Two-point B1 correction for CEST MRI by fusing voxel-wise interpolation and T1W voxel-clustering.

Purpose: As a sensitive metabolic MRI technique, CEST images are easily contaminated by $B_1$ inhomogeneity due to strong dependence on saturation $B_1$ . We aim to develop an efficient and robust two-point $B_1$ -correction method.

Methods: The proposed method only acquires CEST images under two saturation $B_1$ 's, { $B_{1,\text{high}}$ , $B_{1,\mathrm{low}}$ }, with desired $B_1$ in between. Besides, voxel-wise Z- $B_1$ interpolation (branch A), we performed another Z- $T_1$ - $B_1$ calibration (branch B), which divided image voxels into bins according to the $T_{1}w$ image and fitted a Z- $B_1$ curve for each bin. To ensure each voxel adopts a better-corrected value, we fused the images corrected from both branches, according to a mask predicted by a retrospectively trained model. For validation, glutamate CEST (GluCEST) experiments of phantom and healthy volunteers were acquired on a 5T scanner. A total of 14 $B_1$ pairs from 2.4μT to 3.6μT were evaluated, with the 7- $B_1$ -correction as gold standard.

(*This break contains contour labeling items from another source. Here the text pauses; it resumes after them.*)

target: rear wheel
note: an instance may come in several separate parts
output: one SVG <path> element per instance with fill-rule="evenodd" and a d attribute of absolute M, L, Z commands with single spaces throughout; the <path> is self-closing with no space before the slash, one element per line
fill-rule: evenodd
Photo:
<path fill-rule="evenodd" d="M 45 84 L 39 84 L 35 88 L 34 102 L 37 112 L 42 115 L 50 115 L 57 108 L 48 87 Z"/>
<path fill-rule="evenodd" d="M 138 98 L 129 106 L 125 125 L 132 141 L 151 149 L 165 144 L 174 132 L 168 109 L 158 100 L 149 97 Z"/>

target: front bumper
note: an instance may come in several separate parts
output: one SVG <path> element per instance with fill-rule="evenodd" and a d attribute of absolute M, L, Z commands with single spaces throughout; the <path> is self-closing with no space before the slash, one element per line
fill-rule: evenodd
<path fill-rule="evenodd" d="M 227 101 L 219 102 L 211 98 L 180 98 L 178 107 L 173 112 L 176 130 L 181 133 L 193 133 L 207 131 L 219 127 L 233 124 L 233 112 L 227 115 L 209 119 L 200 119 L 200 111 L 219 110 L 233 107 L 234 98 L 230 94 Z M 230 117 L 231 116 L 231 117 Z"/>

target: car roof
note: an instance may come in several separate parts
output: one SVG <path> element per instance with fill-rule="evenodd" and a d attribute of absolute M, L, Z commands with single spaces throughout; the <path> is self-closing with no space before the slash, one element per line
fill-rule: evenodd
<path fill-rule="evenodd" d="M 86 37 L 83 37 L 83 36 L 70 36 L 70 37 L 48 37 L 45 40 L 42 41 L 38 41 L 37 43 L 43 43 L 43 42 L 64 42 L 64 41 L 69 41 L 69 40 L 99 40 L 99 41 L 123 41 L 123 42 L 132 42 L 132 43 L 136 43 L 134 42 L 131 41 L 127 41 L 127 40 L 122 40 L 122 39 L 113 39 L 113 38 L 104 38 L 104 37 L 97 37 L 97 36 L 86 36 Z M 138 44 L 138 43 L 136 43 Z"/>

Results: Across glutamate phantoms with three distinct layouts, branch B demonstrated reliable correction performance for 14 $B_1$ pairs, achieving a mean absolute error (MAE) of Z(3 ppm) ≤ 5% in all 42 experiments. For six healthy volunteers, branch B yielded Z(3 ppm) images that closely matched the 7- $B_1$ correction, and the MAE distributions proved robust to voxel-binning, fitting strategies, and the choice of $B_1$ pair. After fusion, all volunteers displayed better structural similarity index measure (SSIM), than the lower ones corrected by either branch.

Conclusions: By only acquiring two ${B_1}^{\text{'}}s$ , our $B_1$ -correction strategy proved comparable performance to multi- $B_1$ methods, exhibiting robustness to $B_1$ selection and slice positions.